A place to moveSee Also: Baby Play for Hot, Hot Days
Encourage physical development with toys that help your child move large muscles (arms, legs, and torso). Doll strollers, shopping carts, and kid-size wagons or wheelbarrows are fun for pretend play. They help kids learn to walk and use their arms to push and pull. Soft, large balls help little ones learn to kick, throw, catch, and run. A small store-bought plastic slide gives tots opportunities to climb a ladder—over and over again!
A place to paint
Keep the messiest activities out of the house by bringing them outdoors! A kid-size, washable picnic table makes a great place for messy projects, like planting, painting, and pasting.

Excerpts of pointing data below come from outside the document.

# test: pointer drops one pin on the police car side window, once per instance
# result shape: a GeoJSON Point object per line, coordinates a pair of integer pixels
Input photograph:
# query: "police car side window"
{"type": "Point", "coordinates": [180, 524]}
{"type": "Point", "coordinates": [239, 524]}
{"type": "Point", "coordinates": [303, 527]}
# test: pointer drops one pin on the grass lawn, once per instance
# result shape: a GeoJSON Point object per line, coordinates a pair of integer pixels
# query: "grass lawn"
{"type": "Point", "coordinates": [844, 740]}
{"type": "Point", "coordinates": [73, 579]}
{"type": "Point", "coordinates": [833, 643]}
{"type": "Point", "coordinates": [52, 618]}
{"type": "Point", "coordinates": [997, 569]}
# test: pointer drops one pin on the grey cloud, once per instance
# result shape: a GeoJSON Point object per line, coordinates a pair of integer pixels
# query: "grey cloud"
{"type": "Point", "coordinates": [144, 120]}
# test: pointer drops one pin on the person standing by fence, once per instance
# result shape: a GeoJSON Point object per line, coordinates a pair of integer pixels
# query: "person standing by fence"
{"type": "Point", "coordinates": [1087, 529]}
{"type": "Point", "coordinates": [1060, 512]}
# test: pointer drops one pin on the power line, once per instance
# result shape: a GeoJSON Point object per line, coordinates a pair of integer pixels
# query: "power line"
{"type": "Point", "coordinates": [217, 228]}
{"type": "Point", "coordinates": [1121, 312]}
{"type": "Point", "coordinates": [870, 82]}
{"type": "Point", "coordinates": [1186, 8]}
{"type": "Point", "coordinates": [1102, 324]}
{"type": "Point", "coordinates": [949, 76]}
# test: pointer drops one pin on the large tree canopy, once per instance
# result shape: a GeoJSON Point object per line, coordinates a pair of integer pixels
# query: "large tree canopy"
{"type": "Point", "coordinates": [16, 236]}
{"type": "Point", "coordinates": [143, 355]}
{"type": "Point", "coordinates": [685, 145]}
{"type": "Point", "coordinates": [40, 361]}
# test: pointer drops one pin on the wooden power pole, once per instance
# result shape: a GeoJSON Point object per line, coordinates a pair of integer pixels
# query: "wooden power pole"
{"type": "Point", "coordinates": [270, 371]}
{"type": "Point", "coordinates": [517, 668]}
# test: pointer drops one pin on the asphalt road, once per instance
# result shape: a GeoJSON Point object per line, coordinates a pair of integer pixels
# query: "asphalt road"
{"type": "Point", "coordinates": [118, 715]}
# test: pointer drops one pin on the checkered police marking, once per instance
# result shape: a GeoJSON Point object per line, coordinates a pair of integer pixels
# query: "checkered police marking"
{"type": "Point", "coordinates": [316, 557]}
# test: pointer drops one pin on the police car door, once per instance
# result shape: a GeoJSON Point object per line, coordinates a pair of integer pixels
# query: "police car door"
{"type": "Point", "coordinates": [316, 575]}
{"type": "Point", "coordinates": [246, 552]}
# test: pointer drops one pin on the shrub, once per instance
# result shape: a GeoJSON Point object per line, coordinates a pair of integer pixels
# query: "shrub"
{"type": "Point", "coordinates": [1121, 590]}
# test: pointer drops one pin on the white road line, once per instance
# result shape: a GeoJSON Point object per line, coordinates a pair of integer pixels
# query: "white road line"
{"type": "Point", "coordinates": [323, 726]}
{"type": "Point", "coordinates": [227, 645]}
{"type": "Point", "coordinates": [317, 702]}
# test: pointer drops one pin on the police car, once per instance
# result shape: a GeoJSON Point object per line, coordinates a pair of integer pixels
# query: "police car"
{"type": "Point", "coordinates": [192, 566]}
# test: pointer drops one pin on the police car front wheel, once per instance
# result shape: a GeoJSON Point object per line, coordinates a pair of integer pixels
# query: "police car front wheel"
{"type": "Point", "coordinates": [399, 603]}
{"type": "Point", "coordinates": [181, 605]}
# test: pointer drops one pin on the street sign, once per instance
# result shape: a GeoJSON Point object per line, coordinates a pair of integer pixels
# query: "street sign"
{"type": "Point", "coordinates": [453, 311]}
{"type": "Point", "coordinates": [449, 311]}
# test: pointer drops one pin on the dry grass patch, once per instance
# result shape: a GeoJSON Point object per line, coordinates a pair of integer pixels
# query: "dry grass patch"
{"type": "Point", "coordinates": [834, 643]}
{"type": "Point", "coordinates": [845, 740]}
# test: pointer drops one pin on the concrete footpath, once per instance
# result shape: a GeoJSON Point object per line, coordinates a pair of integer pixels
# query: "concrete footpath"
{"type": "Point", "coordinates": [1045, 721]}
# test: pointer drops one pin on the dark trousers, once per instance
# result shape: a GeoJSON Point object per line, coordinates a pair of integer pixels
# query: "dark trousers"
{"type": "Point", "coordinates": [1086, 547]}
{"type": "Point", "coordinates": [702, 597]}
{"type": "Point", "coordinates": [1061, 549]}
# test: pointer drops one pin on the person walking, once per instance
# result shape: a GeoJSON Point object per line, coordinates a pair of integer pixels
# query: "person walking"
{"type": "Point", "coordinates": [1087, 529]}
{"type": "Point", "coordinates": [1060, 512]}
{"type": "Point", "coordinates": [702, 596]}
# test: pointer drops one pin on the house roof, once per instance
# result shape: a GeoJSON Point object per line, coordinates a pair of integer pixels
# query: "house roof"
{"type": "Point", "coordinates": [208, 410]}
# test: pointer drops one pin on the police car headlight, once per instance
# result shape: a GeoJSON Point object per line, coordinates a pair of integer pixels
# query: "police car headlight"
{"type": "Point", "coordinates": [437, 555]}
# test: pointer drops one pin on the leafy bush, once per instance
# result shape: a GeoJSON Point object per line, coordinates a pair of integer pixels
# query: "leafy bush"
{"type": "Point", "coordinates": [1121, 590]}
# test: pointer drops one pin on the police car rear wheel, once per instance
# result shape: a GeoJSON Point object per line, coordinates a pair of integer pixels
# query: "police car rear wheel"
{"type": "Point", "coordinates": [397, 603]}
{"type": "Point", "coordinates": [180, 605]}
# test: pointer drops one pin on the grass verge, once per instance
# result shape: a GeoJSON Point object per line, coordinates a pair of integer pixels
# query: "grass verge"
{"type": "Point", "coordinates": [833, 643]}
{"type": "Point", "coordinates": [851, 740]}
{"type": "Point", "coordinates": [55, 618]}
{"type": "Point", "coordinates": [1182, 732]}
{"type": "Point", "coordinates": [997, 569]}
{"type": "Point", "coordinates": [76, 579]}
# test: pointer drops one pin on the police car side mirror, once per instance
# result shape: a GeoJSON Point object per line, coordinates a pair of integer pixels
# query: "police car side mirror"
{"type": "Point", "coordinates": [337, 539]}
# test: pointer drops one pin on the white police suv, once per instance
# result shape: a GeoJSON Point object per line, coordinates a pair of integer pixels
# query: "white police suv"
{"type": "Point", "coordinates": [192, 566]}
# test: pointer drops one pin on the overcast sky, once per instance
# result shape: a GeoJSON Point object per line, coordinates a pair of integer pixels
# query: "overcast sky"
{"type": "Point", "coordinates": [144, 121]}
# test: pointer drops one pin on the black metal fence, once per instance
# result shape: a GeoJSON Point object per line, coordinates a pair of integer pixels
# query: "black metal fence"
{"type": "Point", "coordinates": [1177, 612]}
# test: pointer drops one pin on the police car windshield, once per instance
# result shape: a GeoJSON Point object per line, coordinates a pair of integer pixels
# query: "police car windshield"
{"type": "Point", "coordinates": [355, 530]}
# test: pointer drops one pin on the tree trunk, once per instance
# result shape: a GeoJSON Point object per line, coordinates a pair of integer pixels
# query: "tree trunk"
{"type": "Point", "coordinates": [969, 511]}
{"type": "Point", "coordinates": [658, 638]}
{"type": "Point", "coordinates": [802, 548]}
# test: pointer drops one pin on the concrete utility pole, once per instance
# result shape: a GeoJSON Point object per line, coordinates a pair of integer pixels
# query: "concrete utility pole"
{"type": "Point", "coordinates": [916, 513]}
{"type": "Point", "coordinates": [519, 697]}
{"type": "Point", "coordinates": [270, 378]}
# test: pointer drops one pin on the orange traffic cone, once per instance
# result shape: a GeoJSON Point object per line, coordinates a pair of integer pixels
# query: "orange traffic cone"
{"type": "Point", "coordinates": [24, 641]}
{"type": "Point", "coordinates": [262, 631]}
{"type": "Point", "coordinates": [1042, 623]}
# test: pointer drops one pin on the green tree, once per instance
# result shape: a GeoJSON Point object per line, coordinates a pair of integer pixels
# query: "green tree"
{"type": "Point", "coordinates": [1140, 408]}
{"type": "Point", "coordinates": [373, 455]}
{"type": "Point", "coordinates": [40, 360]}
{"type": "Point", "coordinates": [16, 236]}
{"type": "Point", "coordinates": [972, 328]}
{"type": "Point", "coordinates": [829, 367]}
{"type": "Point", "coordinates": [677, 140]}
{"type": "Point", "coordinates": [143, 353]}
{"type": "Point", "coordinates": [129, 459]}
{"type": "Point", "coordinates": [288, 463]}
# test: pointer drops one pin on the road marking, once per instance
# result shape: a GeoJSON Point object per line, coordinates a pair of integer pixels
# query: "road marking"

You can also sit on pavers, pull up a chair at your patio table, or plop down on the grass; use a large cookie sheet or plastic tray to give your baby a level work surface. Try letting your miniature artist experiment with washable paints, shaving cream, play dough, or squishy foods like gelatin and pudding—it’s a sensory experience. Discuss colors and shapes.
Also essential for outdoor play: Bubbles!
Use a wand to blow bubbles your toddler can chase. Or add a few drops of baby shampoo to your water play bucket and let your little one splash in the foam.